Give me some background first.

SGLT-2i are glucose-lowering agents that have recently emerged as a treatment option for T2D patients. They work by increasing urinary glucose secretion by suppressing renal glucose reabsorption, which in turn leads to reduced blood glucose levels.

SGLT-2i include:

  • Canagliflozin
  • Dapagliflozin
  • Empagliflozin
  • Ertugliflozin

To start: Why investigate SGLT-2i?

SGLT-2i has been shown to reduce systemic levels of proinflammatory cytokines and improve endothelial function, which could mitigate the risk of RVO.

Plus: While a previous study found an increased risk of RVO regarding SGLT-2i use in participants with T2D, investigators noted that evidence was limited.

“Whether SGLT-2i use increases or decreases the risk of RVO in patients with T2D remains unclear”, they stated.

Which brings us to this study.

Indeed.
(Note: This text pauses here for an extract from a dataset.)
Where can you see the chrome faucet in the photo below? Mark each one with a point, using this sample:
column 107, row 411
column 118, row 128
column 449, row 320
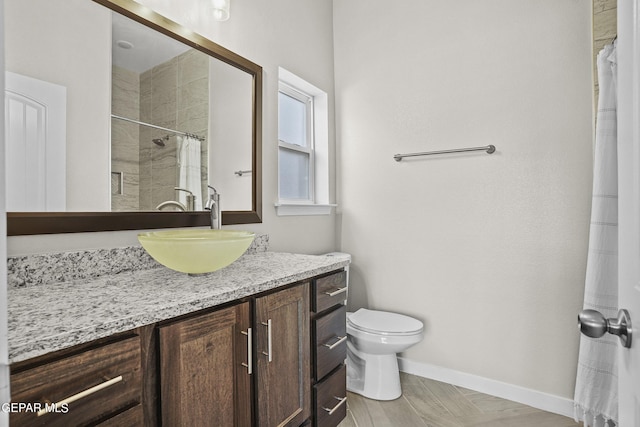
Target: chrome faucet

Investigators performed a nationwide retrospective cohort study in which they used claims data obtained from the National Health Insurance Research Database of Taiwan.

They then applied a target trial emulation framework.

Details, please.

The study examined patients with T2D who met the following criteria:

  • No prior diagnosis of RVO
  • Newly commenced treatment with SGLT-2i or DPP-4i
    • Administered between May 1, 2016 and December 31, 2020

Who was included in the study?

Participants were comprised of:

  • 123,567 SGLT-2i patients
  • 578,665 DPP-4i patients
  • Aged 20+

How was the study conducted?

The researchers controlled for potential systematic differences in baseline characteristics between groups using stabilized inverse probability of treatment weighting (IPTW).
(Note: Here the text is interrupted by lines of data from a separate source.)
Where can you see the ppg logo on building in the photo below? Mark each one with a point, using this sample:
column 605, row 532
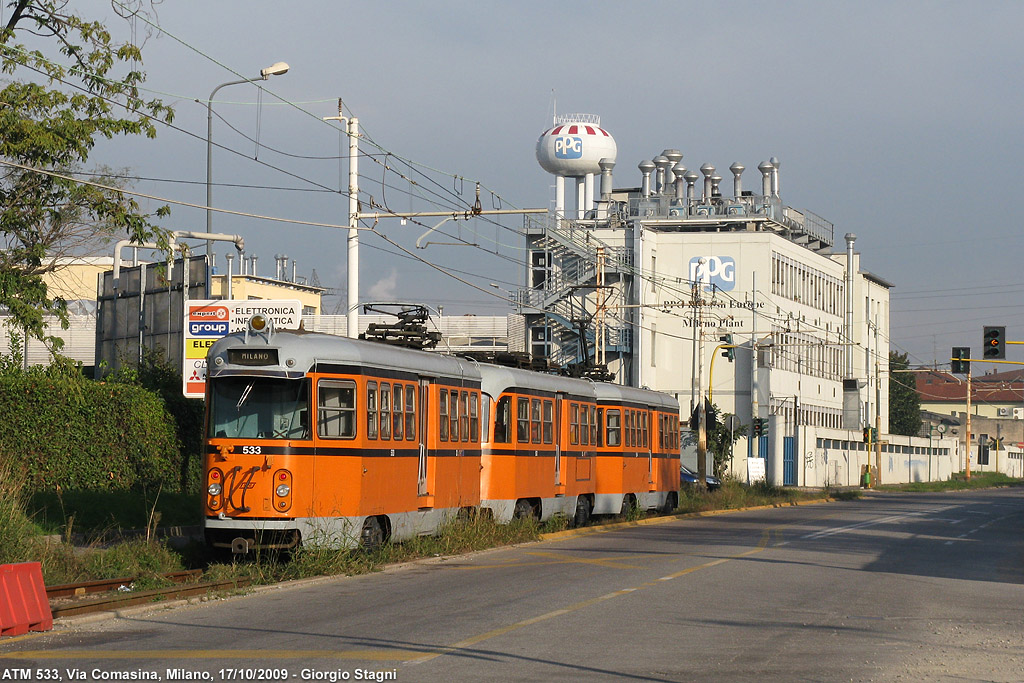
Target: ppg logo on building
column 716, row 271
column 568, row 147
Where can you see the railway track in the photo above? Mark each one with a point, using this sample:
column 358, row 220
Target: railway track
column 70, row 600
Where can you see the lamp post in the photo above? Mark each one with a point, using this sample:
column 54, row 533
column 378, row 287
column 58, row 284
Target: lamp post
column 939, row 429
column 274, row 70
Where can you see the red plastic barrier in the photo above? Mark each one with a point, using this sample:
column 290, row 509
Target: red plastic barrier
column 23, row 599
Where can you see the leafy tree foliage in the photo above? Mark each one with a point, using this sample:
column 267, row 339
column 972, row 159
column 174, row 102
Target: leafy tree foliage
column 904, row 401
column 720, row 440
column 73, row 86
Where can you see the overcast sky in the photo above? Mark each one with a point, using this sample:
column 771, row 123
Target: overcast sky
column 897, row 121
Outcomes of interest were defined as:

  • Diagnosis of new-onset RVO
    • Including central RVO
    • Branch RVO

Hazard ratio (HR) for SGLT-2i compared to DPP-4i was estimated utilizing:

Findings?

  • Incidence of RVO was lower in patients newly receiving SGLT-2i (0.59 events per 1000 person-years) compared to those receiving DPP-4i (0.77 events per 1000 person-years)
    • Over a mean follow-up of 1.61 years
  • SGLT-2i users had a significantly lower risk of developing RVO compared to DPP-4i users
    • HR = 0.76, 95% confidence interval (CI) = 0.59-0.98

Individual outcome analysis showed that:

  • SGLT-2i use was significantly associated with a lower risk of branch RVO (HR = 0.71, 95% CI = 0.52-0.96)
    • But not central RVO (HR = 0.84, 95% CI = 0.57-1.24)

Limitations?

Confounding by indication may have occurred due to the study being observational, the lack of granular data on clinical characteristics (i.e. smoking, lifestyle, physical activity), and bias related to unmeasured confounders.

The authors also noted that they based the ascertainment of RVO on ICD codes instead of direct assessment of participants.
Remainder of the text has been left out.